« Le nœud gordien » – 1968-1969 – Ed. Perrin – (…) Le bonheur que nos ingénieurs préparent à l’homme de demain ressemble vraiment trop aux conditions de vie idéales pour animaux domestiques. En vérité, l’avenir serait plutôt à Saint-Louis tel que l’on se l’imagine sous un chêne au milieu de son peuple, c’est-à-dire à des chefs ayant une foi, une morale, et répudiant « l’absentéisme du cœur ».
A défaut qu’on puisse en arriver là, et nous en sommes loin, il faut des institutions qui assurent à toutes les étapes de la vie, à tous les échelons de la société, dans tous les cadres où s’insère la vie individuelle – famille, profession, province, patrie – le maximum de souplesse et de liberté. Cela, afin de limiter les pouvoirs de l’État, de ne lui laisser que ce qui est sa responsabilité propre et qui et de nos jours déjà immense, de laisser aux citoyens la gestion de leurs propres affaires, de leur vie personnelle, l’organisation de leur bonheur tel qu’ils le conçoivent, afin d’échapper à ce funeste penchant qui, sous prétexte de solidarité, conduit tout droit au troupeau. Cela, afin de permettre au peuple de choisir ses dirigeants en connaissance de cause, de percevoir à l’expérience et avant qu’il ne soit trop tard ceux qui pourraient être tentés par le pouvoir sans limite que donnent les moyens techniques.
Car cette évolution parallèle à laquelle nous avons assisté de l’anarchie dans les mœurs et de l’accroissement illimité du pouvoir étatique va bien au-delà des récriminations contre la dictature des bureaux ou alors faut-il l’entendre au sens de l’univers de Kafka. Elle porte en elle-même un péril immense et dans lequel nous pouvons tomber de manière opposées. Soit en faisant prévaloir l’anarchie, qui détruirait rapidement les bases mêmes de tout progrès et déboucherait fatalement sur un totalitarisme de gauche ou de droite ; soit en allant directement vers la solution totalitaire.
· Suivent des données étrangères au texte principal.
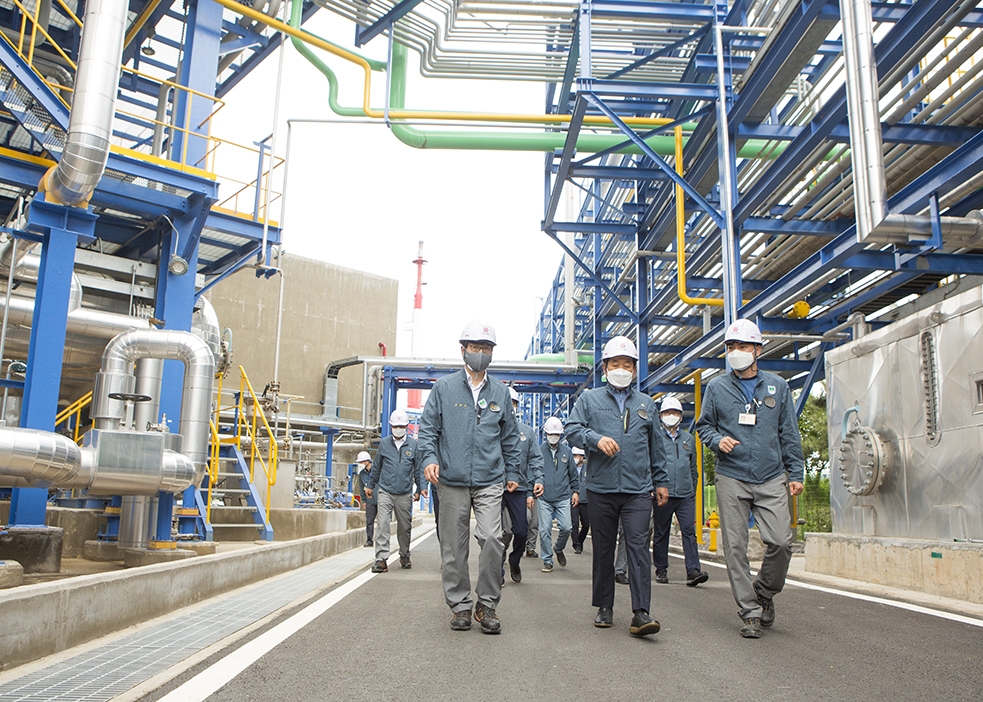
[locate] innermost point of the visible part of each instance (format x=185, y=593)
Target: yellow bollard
x=714, y=523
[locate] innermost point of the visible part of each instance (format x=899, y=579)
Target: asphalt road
x=390, y=640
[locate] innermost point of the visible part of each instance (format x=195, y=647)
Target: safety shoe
x=461, y=621
x=696, y=577
x=490, y=623
x=751, y=628
x=767, y=611
x=643, y=625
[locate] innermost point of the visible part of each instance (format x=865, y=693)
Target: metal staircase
x=241, y=509
x=29, y=100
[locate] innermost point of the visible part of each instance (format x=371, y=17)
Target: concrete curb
x=42, y=619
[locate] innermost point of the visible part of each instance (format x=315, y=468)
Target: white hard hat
x=743, y=330
x=553, y=426
x=478, y=330
x=670, y=403
x=619, y=346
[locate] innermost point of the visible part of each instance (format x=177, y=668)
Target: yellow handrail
x=270, y=464
x=75, y=409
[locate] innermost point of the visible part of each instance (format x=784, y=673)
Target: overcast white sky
x=359, y=198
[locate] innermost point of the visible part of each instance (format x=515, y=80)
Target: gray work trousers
x=621, y=556
x=532, y=516
x=769, y=503
x=402, y=505
x=456, y=504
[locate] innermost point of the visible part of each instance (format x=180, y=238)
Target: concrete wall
x=329, y=313
x=945, y=568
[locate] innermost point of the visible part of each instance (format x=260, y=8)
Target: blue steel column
x=730, y=248
x=176, y=294
x=60, y=228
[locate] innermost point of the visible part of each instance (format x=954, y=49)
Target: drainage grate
x=111, y=670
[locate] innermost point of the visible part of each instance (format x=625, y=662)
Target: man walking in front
x=397, y=469
x=749, y=421
x=615, y=426
x=469, y=445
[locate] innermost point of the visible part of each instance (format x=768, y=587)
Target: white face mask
x=619, y=377
x=740, y=360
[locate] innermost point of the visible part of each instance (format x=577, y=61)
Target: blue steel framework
x=782, y=251
x=143, y=209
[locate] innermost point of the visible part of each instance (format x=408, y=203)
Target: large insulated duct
x=122, y=463
x=199, y=371
x=90, y=127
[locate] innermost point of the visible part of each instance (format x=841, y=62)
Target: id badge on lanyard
x=747, y=418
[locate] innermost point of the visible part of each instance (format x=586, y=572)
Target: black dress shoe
x=643, y=625
x=697, y=577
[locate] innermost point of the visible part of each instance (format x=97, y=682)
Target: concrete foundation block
x=945, y=568
x=95, y=550
x=37, y=550
x=202, y=548
x=11, y=574
x=136, y=557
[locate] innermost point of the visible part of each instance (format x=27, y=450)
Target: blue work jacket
x=680, y=453
x=560, y=478
x=396, y=470
x=770, y=446
x=475, y=445
x=531, y=460
x=639, y=466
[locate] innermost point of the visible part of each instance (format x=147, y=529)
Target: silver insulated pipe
x=83, y=160
x=199, y=372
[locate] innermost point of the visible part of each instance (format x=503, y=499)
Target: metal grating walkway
x=110, y=670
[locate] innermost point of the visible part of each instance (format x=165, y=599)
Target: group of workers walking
x=626, y=465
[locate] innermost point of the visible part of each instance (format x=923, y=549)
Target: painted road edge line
x=921, y=609
x=210, y=680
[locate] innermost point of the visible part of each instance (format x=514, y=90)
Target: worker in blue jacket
x=616, y=426
x=469, y=447
x=749, y=421
x=397, y=470
x=514, y=504
x=559, y=491
x=679, y=448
Les théoriciens peuvent, dans l’abstraction, accumuler les raisonnements subtils et compliquer en l’envi les nœuds du problème humain. Nous sommes arrivés à un point extrême où il faudra, n’en doutons pas, mettre fin aux spéculations et récréer un ordre social. Quelqu’un tranchera le nœud gordien. La question est de savoir si ce sera en imposant une discipline démocratique garante des libertés ou si quelque homme fort et casqué tirera l’épée comme Alexandre. Le fascisme n’est pas si improbable, il est même je crois, plus près de nous que le totalitarisme communisme. A nous de savoir si nous sommes prêts, pour l’éviter, à résister aux utopies et aux démons de la destruction.